LE RICERCHE e le indagini hanno subito una accelerazione negli ultimi giorni, dopo che la scomparsa ha assunto una risonanza internazionale e sotto la pressione esercitata dal Supremo Tribunale Federale (Stf) e dal Difensore Pubblico dell’Unione (Dpu). Il Stf, attraverso il ministro Barroso, ha intimato al governo di «adottare tutte le misure necessarie a localizzare gli scomparsi» e imposto al Ministero della giustizia, alla Polizia federale e alla Funai (Fondazione per l’indio) l’obbligo di presentare entro il 15 giugno una relazione sulle iniziative intraprese e i risultati ottenuti. Ancora più significativa e stata la richiesta del Dpu alla Polizia federale: la creazione di una «unità di crisi» nel municipio di Atalaia do Norte che comprenda, oltre a esercito, marina, polizia, vigili del fuoco, Funai, anche l’Unione dei popoli indigeni della Vale do Javari. Inoltre, si chiede la presenza di almeno un indigeno appartenente al gruppo di vigilanza dell’Univaja su ogni imbarcazione ufficiale che partecipa alle ricerche, perché «sono loro che conoscono la regione in quanto ci vivono da millenni». Che quella di Pereira e Phillips non fosse una «avventura», come ha sostenuto Bolsonaro, lo hanno ribadito nel corso di una riunione i rappresentanti di 5 etnie della Vale do Javari e durante la manifestazione che gli indigeni hanno tenuto lunedì per le strade di Atalaia do Norte. Si riconosce a Phillips l’impegno nel portare a conoscenza la loro condizione e a Pereira il ruolo fondamentale svolto in questi anni, i suoi insegnamenti nell’attività di monitoraggio del territorio, vigilanza e attuazione di misure di protezione delle popolazioni. «Bruno per noi è un fratello» hanno ripetuto più volte. Ed è per questo, come risulta dalle testimonianze, che alcuni degli indagati avevano pubblicamente affermato che dovevano «regolare i conti con Bruno».

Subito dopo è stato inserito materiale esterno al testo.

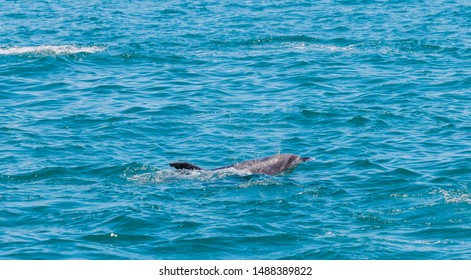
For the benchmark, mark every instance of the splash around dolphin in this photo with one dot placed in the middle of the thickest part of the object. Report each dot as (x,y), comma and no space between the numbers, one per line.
(272,165)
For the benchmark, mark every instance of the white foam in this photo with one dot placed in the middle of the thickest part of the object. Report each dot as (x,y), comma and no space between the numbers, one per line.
(50,50)
(455,196)
(178,175)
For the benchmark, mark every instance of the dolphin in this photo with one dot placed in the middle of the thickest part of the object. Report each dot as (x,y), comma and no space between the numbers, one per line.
(269,165)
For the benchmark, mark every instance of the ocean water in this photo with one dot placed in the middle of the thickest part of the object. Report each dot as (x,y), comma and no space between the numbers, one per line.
(97,98)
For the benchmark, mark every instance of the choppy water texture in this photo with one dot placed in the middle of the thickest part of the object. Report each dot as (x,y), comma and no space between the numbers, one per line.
(97,98)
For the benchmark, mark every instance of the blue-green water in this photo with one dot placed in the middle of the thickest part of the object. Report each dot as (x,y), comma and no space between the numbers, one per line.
(97,98)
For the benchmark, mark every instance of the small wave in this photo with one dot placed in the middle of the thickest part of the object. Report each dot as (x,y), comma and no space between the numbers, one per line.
(50,50)
(178,175)
(455,196)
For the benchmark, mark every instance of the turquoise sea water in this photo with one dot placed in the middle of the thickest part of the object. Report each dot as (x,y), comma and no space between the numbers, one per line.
(97,98)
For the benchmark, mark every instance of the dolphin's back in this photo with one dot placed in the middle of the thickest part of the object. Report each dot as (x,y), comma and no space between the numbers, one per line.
(269,165)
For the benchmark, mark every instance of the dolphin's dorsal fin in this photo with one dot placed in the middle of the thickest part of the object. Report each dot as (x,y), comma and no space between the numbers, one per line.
(185,165)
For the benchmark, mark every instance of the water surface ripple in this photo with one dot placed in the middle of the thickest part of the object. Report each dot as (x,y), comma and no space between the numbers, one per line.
(97,99)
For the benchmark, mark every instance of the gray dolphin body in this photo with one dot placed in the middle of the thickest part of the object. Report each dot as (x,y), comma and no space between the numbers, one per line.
(269,165)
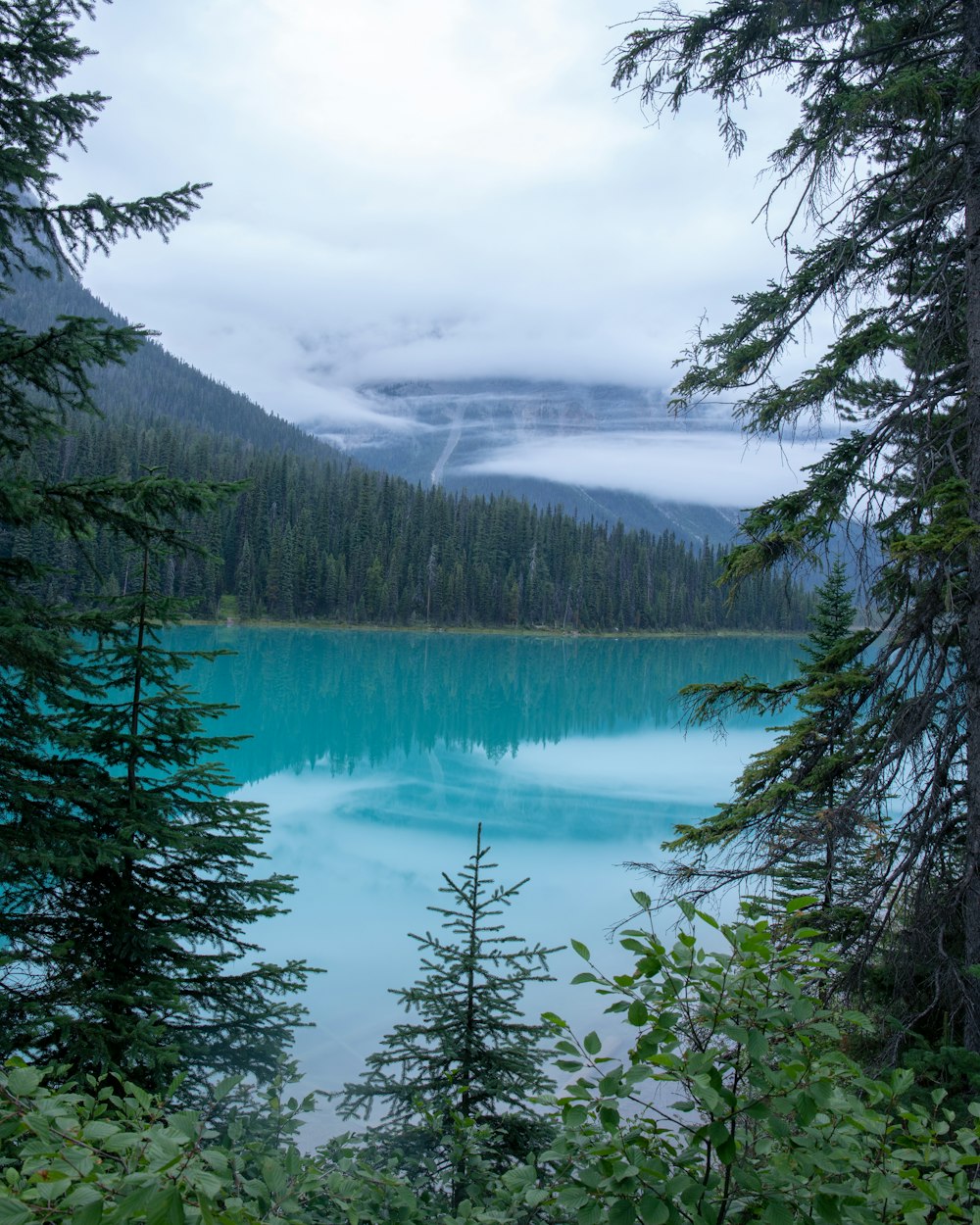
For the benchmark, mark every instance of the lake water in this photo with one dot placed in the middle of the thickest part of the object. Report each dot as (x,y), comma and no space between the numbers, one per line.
(377,754)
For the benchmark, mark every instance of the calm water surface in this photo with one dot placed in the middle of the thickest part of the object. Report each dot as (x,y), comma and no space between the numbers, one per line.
(377,754)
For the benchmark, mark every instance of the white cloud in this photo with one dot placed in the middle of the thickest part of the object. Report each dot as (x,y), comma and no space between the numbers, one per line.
(411,190)
(705,466)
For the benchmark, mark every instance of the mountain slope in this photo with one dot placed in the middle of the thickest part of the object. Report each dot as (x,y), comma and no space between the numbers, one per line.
(454,434)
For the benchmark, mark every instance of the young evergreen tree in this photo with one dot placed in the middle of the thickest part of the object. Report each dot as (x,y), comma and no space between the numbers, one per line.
(123,867)
(128,954)
(882,165)
(470,1054)
(790,813)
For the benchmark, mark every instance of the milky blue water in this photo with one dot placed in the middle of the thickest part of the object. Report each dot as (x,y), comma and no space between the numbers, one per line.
(377,754)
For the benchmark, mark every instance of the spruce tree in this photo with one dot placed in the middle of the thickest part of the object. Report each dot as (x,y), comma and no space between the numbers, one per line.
(790,814)
(123,866)
(136,947)
(875,202)
(470,1054)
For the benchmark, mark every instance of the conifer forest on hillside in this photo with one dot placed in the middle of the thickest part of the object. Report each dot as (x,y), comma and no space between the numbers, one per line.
(814,1057)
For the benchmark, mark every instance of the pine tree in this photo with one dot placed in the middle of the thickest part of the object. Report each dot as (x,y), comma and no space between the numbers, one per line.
(790,814)
(125,887)
(470,1054)
(881,165)
(133,956)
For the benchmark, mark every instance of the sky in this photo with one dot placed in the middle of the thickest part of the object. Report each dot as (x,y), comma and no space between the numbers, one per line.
(437,189)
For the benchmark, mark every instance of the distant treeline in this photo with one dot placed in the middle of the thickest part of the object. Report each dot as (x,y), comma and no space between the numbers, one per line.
(317,537)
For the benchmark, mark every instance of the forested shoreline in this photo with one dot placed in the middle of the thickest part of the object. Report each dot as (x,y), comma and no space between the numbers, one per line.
(819,1062)
(319,538)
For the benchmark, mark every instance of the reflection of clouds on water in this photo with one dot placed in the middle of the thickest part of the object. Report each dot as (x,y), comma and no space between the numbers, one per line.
(598,774)
(664,764)
(368,848)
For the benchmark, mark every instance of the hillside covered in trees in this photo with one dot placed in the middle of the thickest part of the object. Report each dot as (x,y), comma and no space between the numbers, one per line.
(318,537)
(315,535)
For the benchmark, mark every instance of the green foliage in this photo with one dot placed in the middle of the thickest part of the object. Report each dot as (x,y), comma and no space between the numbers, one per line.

RIMANE fortemente indiziato e in stato di arresto il pescatore Amarildo da Costa de Oliveira, per i suoi rapporti con ambienti legati al traffico di droga, per le minacce formulate nei giorni precedenti nei confronti di un gruppo di indigeni e per il comportamento tenuto prima e dopo la scomparsa dei due uomini. Quello che sta emergendo dalle indaginI è l’intreccio di interessi che si è sviluppato in questi territori: caccia e pesca illegali, deforestazione, esplorazione mineraria, traffico di droga. Una attività predatoria delle risorse naturali, con le comunità indigene abbandonate a sé stesse. In particolare i pescatori illegali non hanno mai accettato la demarcazione del territorio indigeno avvenuto nel 2001, perché nelle acque dei fiumi che lo attraversano si trovano il pirarucu (arapaima gigante), un pesce di grandi dimensioni, e il tracajà, la tartaruga amazzonica. Si tratta di specie molto ricercate in Brasile, ma anche in Perù e Bolivia, paesi confinanti, e il municipio di Atalaia do Norte è diventato il più fiorente mercato illegale del pescato proveniente dalla Vale do Javari. Pereira aveva più volte affermato che la situazione nella regione era precipitata al livello precedente alla demarcazione dopo la chiusura del presidio della Funai. Ora il suo presidente, Marcelo Xavier, gradito alla “bancada ruralista”, non trova di meglio che mettere in stato di accusa Pereira perché non avrebbe avuto alcuna autorizzazione per stare con gli indigeni. L’Osservatorio dei popoli isolati (Opi) ribatte che si tratta di un “tentativo vigliacco di diffamazione” nei confronti di una persona che ha svolto un ruolo fondamentale nella difesa dei territori e delle comunità, mentre la Fondazione è venuta meno ai suoi compiti istituzionali.